Suggestions: Continuous improvement and optimization of CBO, performance enhancement of TiFlash
Reasons:

  1. The first suggestion comes from the expectations derived from continuous learning through performance comparison tests with competitor products and performance optimization posts by experts on forums.
  2. The second suggestion is based on POC testing, where it was found that there is still a certain gap compared to doris/starrocks (I am thinking of eliminating the data warehouse by horizontally adding TiFlash, thus avoiding the hassle of CDC to data warehouse and simplifying operations). :upside_down_face:
| username: chenhanneu | Original post link

Or it can directly display the current cluster’s name.
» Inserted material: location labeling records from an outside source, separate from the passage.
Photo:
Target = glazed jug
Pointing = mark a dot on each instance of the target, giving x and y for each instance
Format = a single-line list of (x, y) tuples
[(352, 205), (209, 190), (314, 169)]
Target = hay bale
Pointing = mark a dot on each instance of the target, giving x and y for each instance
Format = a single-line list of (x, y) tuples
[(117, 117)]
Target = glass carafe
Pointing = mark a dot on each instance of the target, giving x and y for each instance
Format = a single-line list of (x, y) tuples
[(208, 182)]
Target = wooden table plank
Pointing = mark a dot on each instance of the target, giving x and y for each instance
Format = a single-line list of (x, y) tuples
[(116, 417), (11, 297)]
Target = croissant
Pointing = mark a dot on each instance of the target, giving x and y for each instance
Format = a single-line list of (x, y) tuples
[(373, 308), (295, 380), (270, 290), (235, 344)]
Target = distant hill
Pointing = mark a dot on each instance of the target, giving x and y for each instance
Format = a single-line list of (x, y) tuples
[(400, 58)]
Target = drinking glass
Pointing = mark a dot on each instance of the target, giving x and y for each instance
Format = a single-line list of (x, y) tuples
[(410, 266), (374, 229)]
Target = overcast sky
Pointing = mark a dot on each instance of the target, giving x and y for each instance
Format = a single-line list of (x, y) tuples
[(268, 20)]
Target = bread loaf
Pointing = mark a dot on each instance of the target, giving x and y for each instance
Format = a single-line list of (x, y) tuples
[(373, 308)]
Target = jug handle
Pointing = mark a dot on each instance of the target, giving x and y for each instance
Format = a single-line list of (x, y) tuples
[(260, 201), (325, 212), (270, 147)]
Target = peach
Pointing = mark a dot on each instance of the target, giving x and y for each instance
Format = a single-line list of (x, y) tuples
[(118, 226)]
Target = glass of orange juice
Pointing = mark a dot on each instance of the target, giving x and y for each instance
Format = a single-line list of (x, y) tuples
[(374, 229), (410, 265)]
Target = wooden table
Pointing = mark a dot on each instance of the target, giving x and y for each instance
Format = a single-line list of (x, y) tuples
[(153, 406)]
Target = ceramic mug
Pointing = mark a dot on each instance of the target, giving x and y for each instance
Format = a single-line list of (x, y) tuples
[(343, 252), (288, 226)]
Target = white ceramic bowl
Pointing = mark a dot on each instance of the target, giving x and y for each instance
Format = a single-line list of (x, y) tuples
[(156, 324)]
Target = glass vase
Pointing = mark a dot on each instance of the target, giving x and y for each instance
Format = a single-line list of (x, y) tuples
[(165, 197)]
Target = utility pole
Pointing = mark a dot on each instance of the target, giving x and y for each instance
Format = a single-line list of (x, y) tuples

| username: Billmay表妹 | Original post link

Also, add the relevant Asktug question links, so the evidence is conclusive hhhh

| username: Billmay表妹 | Original post link

@人如其名 Many of the issues that were detected have actually been resolved in v7.4.0.
You might need to provide more specific feedback, and it would be best to elaborate on a particular point in detail.

| username: xfworld | Original post link

  • Suggestion Name: During tiup installation, allow selection of more Grafana monitoring templates
  • Reason: Tools like DM, BR, Lightning, etc., need to be manually integrated into the same Prometheus setup. It would be beneficial to achieve automated configuration and integration.
  • Example: Monitoring is scattered, requiring a lot of manual processing to meet this need. Can a more convenient method be added?
  • Asktug Links:
    使用 DM 迁移数据 | PingCAP 文档中心
    TiDB Lightning 监控告警 | PingCAP 文档中心
| username: 芮芮是产品 | Original post link

Suggestion: The new version should ideally add TiKV on S3

Because of energy saving and emission reduction
To save money, TiDB can attract more customers

| username: 芮芮是产品 | Original post link

Suggested Name: tiup installation with more Grafana monitoring templates
Reason: Tools like DM, BR, Lightning, etc., need to be manually integrated into the same Prometheus setup. It would be great to achieve automated configuration and integration.
Example: Monitoring is scattered, requiring a lot of manual processing to meet this need. Can a more convenient method be added…

Suggested Name: tikv on s3
Reason: Energy saving and emission reduction
Example: A 30TB MySQL snapshot backup costs 300 RMB per day, and RDS databases also incur significant costs.

| username: 有猫万事足 | Original post link

| username: Billmay表妹 | Original post link

What is the principle that can save money?